Add the possibility to store only cubin/hsaco files in the cache directory #5827

fulvius31 · 2025-02-05T16:16:13Z

Since AMDGCN, PTX, LLIR, TTGIR, and TTIR are not fundamental for caching when the primary goal
is improving performance in terms of speed, the environment variable TRITON_STORE_BINARY_ONLY was introduced to avoid storing these files.

This change helps mitigate storage impact when caching multiple kernels.

Signed-off-by: Alessandro Sangiorgi [email protected]

New contributor declaration

I am not making a trivial change, such as fixing a typo in a comment.
I have written a PR description following these
rules.
I have run pre-commit run --from-ref origin/main --to-ref HEAD.
Select one of the following.
- I have added tests.
  - /test for lit tests
  - /unittest for C++ tests
  - /python/test for end-to-end tests
- This PR does not need a test because FILL THIS IN.
Select one of the following.
- I have not added any lit tests.
- The lit tests I have added follow these best practices,
  including the "tests should be minimal" section. (Usually running Python code
  and using the instructions it generates is not minimal.)

…tory

…ctory Since AMDGCN, PTX, LLIR, TTGIR, and TTIR are not fundamental for caching when the primary goal is improving performance in terms of speed, the environment variable `TRITON_STORE_CUBIN_HSACO_ONLY` was introduced to avoid storing these files.
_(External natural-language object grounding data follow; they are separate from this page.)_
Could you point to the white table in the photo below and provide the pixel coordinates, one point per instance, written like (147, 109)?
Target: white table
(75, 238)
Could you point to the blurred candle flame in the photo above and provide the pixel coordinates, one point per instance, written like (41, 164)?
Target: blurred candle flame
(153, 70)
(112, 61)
This change helps mitigate storage impact when caching multiple kernels. Signed-off-by: Alessandro Sangiorgi [email protected]

ThomasRaoux

That means the intermediate IR would be there on a cold cache but not when hitting the cache? A cache hit shouldn't be observable by user.

If you run test_core.py 2 times in a row I expect you'll see failures

fulvius31 · 2025-02-06T02:42:45Z

That means the intermediate IR would be there on a cold cache but not when hitting the cache? A cache hit shouldn't be observable by user.
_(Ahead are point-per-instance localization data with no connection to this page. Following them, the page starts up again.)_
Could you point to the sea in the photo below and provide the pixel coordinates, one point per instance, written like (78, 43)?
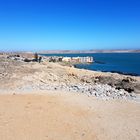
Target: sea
(123, 63)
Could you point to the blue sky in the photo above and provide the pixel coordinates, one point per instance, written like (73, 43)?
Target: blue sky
(69, 24)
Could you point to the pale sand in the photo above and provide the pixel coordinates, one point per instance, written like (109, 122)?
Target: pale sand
(64, 116)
If you run test_core.py 2 times in a row I expect you'll see failures

Thanks for the comment. My edits ensure that we never store the intermediate IR files (TTIR, TTGIR, LLIR, PTX, AMDGCN) regardless of whether the cache is cold or warm. In both cases, only the final binary (cubin and hsaco) and the metadata JSON are written to the cache.

I ran test_core.py twice in a row, and the results are identical. the intermediate IRs are never present, so the cache hit should be completely transparent to the user.
Could you please clarify if there is a specific scenario I should test for?

I also tried to :

set TRITON_STORE_CUBIN_HSACO_ONLY to 1
run a kernel
set TRITON_STORE_CUBIN_HSACO_ONLY to 0
run the same kernel again

The files in the cache did not change. So in that case, I did not have the IRs stored.
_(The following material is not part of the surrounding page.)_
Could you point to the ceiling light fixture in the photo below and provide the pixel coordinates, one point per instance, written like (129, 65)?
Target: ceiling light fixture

ThomasRaoux · 2025-02-06T02:45:02Z

That means the intermediate IR would be there on a cold cache but not when hitting the cache? A cache hit shouldn't be observable by user.
If you run test_core.py 2 times in a row I expect you'll see failures

Thanks for the comment. My edits ensure that we never store the intermediate IR files (TTIR, TTGIR, LLIR, PTX, AMDGCN) regardless of whether the cache is cold or warm. In both cases, only the final binary (cubin and hsaco) and the metadata JSON are written to the cache.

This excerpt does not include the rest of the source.